In Jon Richardson’s current series of articles on the best cricketing birthplaces, he listed Seymour Nurse in his All Time Bridgetown XI.
My only real knowledge of Nurse was his record 258 in his last Test innings but I had always giggled at his surname and, inevitably, evoked memories of Kenneth Williams in the Carry On movies.
But it did get me thinking; could we make a decent XI where every surname represents a job or profession?

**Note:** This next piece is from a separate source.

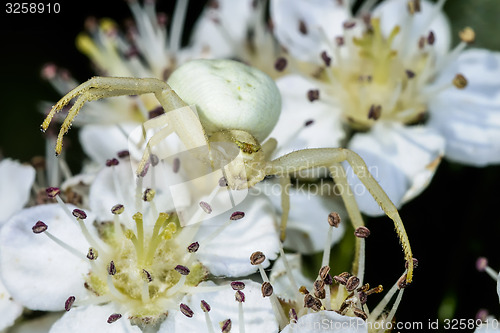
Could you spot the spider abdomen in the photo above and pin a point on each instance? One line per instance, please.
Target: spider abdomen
(229, 95)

Obviously they had to represent a different job or profession, otherwise tigerbill44’s Smiths XI would have beaten me to the punch.
As it turns out, you can.
So, my “yet another bloody Cricket XI article” Occupational XI is
1. Sir Alastair Cook
2. Vijay Merchant
3. Seymour Nurse
4. Basil Butcher
5. SPD Smith
6. Farokh Engineer (wk)
7. Keith Miller
8. Malcolm Marshall
9. Charlie Turner
10. Terry Alderman
11. Bert Ironmonger
It is a surprisingly strong team with at least two players in the running for an All Time World XI. We start off with Sir Alastair Cook, the man who somehow nudged, flicked, deflected and cut his way to 12,472 Test runs at 45 with 33 centuries.
He’s joined by Indian legend Vijay Merchant who had a short but effective Test career after WWII (859 runs at 48). Merchant’s astonishing first class average of 71.64 is second only to Sir Donald Bradman’s for players with more than 10,000 first class runs.
Our buddy Seymour Nurse is next at 3. His total (for retired players) of 766 runs in his last 10 innings is a record and helped him end with 2,503 runs at nearly 48. Clearly, a Cook is pointless unless there is a Butcher so Nurse’s contemporary, Basil, comes in at 4 off the back of a fine career of 3,104 runs at 43.
If our Merchant has the second best first class average, it makes sense to team him with the Smith with the second best Test average. Enter Stephen Peter Deveraux.
His exploits and weirdness are well known to us all but his greatest challenge is still ahead of him. That is, whether he can overcome the Curse of Ronan O’Connell.
Our keeper is the man with my second favourite surname in cricket, Farokh Engineer. With a surname like that, you would expect him to be a bit of a beer loving lout. And happily it seems he is.
But for the purposes of this team, he was also a fine keeper and batsman who regularly opened the batting for India in the 60s and early 70s.
Keith Miller’s preferred poison was champagne, not beer, but his love for the good life was well known and I, for one, remain just a bit disappointed that he didn’t make an appearance in the first series of The Crown.
Readers will remember the famous Marshall Batteries tag line of “Holler for a Marshall”. What’s not as well known is that that was also Viv Richards’ second bullet point on his list of match day tactics (after “Bowl First” but before “Hide the weed if fielding”).
And rightly so – Maco was as good as it gets with his 376 wickets at less than 21 and a strike rate of 46.
Charlie Turner was a Victorian Era legend who still has the lowest bowling average for an Australian (101 wickets at 16.53). While his official nickname was “The Terror”, his teammates knew him better as “Fitter’n”.
Bert “Dainty” Ironmonger is a true allrounder. Not only does he have the second lowest bowling average among Australians (min 50 wickets) at 17.97, he also has the second lowest batting average (min 10 Tests) with 2.63.
But his greatest moment in cricket was the one ball he faced in the MCG Test of the Bodyline series that allowed Bradman to reach his only ton of that series.
Ironmonger celebrated by running himself out next ball he faced and then taking 4/26 as England were rolled for 139 in a famous Australian victory.
Ironmonger also has a link to Aussie Rules football. The actor who played him in The Bodyline TV series – Laurie Moran – also played Mark “Jacko” Jackson’s cop partner.
The Aussie Rules link is a more painful one for our last Occupational XI team member – Terry Alderman.
For it was chasing his dream of making a running tackle in the back pocket at the WACA that almost ended his career. He achieved that dream but sadly for him it was in the middle of a cricket match and he lost the best part of two years of his peak, as well as about 10kmh off his pace, as a result.
Still, “Clem” (named, weirdly, after the Lord Mayor of a city 4,000km away on the other side of the continent) did make it back and remains the only bowler twice to take 40 wickets in a series.
Amazingly, almost half his 170 Test wickets were taken on English pitches.
There are many other cricketers with Occupational surnames and several whose surnames are only one letter out from making the team – in particular, VVS Laxman, Chandra Pandit and David Hookes.
I’ll leave to readers to tell me who else might have qualified, or even who a Second XI might comprise.